In the name of fighting terrorism, the United States inflicted collective punishment on huge numbers of people who had absolutely nothing to do with 9/11. The Costs of War project at Brown University calculates more than 400,000 direct civilian deaths “in the violence of the U.S. post-9/11 wars in Afghanistan, Pakistan, Iraq, Syria, Yemen and elsewhere.”
Early in the “war on terror,” Defense Secretary Donald Rumsfeld had fashioned a template to provide approval for virtually any killing by the U.S. military. “We did not start this war,” he said at a news briefing in December 2001, two months into the Afghanistan war. “So understand, responsibility for every single casualty in this war, whether they’re innocent Afghans or innocent Americans, rests at the feet of the al Qaeda and the Taliban.”
Rumsfeld was showered with acclaim from the U.S. media establishment. While he not only insisted that the U.S. government had no responsibility for the deaths caused by its armed forces, he also attested to the American military’s notable decency. “The targeting capabilities, and the care that goes into targeting, to see that the precise targets are struck, and that other targets are not struck, is as impressive as anything anyone could see,” Rumsfeld said. He lauded “the care that goes into it, the humanity that goes into it.”
Even before its current high-tech attack on Gaza, Israel had amassed a long track record of killing civilians there, while denying it every step of the way. For instance, the United Nations found that during Israel’s 2014 “Operation Protective Edge” assault, 1,462 Palestinian civilians died, including 495 children.
There’s no reason to doubt that the civilian death toll from the present Israeli military actions in Gaza will soon climb far above the number of people killed by the Hamas assault days ago. As in the aftermath of 9/11, official claims to be only fighting terrorism will continue to serve as PR smokescreens for a government terrorizing and inflicting mass carnage on Palestinians. Deserving only unequivocal condemnation, Hamas’s killing and abduction of civilians set the stage for Israel’s slaughter of civilians now underway in Gaza.

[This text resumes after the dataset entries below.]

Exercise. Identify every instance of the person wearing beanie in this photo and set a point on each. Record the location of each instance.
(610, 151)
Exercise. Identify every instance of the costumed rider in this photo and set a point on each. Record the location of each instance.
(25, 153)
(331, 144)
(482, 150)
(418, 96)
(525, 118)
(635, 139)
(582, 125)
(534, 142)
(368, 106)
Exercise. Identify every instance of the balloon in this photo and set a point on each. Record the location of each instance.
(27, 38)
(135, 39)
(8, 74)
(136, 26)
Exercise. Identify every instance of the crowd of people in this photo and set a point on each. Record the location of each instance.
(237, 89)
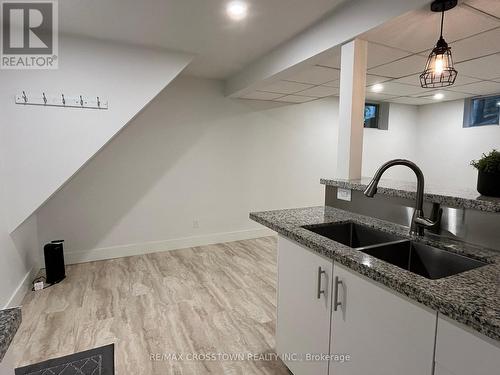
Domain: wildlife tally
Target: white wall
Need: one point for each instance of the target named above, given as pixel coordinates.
(19, 256)
(43, 147)
(195, 155)
(399, 141)
(445, 147)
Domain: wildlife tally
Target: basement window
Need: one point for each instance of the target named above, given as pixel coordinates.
(483, 110)
(372, 112)
(377, 115)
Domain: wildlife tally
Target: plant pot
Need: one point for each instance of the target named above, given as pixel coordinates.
(488, 184)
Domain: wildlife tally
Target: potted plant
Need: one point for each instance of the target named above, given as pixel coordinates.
(488, 181)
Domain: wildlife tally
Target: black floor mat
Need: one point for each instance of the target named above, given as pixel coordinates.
(98, 361)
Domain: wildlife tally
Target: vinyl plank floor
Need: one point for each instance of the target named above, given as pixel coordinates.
(198, 301)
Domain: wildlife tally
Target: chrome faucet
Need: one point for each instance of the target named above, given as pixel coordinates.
(419, 222)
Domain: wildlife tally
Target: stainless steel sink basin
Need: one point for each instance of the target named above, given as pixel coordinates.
(352, 234)
(423, 260)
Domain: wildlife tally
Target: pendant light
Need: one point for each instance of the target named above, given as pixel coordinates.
(439, 70)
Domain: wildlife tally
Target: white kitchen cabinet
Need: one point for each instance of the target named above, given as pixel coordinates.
(304, 306)
(461, 351)
(383, 332)
(7, 363)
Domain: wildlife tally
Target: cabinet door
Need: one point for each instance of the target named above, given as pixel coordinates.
(383, 333)
(303, 319)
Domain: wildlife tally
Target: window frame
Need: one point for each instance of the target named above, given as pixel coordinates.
(377, 117)
(468, 111)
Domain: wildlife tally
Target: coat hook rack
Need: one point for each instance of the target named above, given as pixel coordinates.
(61, 100)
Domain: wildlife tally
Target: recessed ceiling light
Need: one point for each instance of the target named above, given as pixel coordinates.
(237, 10)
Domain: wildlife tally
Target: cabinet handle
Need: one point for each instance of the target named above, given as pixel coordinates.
(336, 302)
(320, 292)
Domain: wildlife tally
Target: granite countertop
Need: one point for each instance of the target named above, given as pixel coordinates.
(471, 297)
(450, 197)
(10, 320)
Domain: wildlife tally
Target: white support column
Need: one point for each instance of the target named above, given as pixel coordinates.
(351, 109)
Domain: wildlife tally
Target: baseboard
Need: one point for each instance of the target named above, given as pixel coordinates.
(158, 246)
(23, 288)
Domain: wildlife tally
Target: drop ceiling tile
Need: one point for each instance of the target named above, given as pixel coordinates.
(479, 88)
(448, 95)
(400, 68)
(419, 30)
(320, 91)
(412, 101)
(476, 46)
(415, 80)
(285, 87)
(379, 54)
(294, 99)
(378, 96)
(335, 83)
(399, 89)
(261, 95)
(489, 6)
(484, 68)
(373, 79)
(315, 75)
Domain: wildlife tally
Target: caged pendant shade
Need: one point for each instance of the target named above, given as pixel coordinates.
(439, 70)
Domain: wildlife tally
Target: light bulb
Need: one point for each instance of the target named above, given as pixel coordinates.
(237, 10)
(439, 65)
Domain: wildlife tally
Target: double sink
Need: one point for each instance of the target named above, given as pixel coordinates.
(423, 260)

Absent from the New York Times home page Monday night and relegated to page 9 of the newspaper’s print edition on Tuesday, a grisly news story began this way: “Israeli airstrikes pounded Gaza on Monday, flattening mosques over the heads of worshipers, wiping away a busy marketplace full of shoppers and killing entire families, witnesses and authorities in Gaza said. Five Israeli airstrikes ripped through the marketplace in the Jabaliya refugee camp, reducing it to rubble and killing dozens, the authorities said. Other strikes hit four mosques in the Shati refugee camp and killed people worshiping inside, they said. Witnesses said boys had been playing soccer outside one of the mosques when it was struck.”
Along with releasing a statement about the latest tragic turn of events, at RootsAction.org we’ve offered supporters of a just peace a quick way to email their members of Congress and President Biden. The gist of the message is that “the horrific cycle of violence in the Middle East will not end until the Israeli occupation ends—and a huge obstacle to ending the occupation has been the U.S. government.”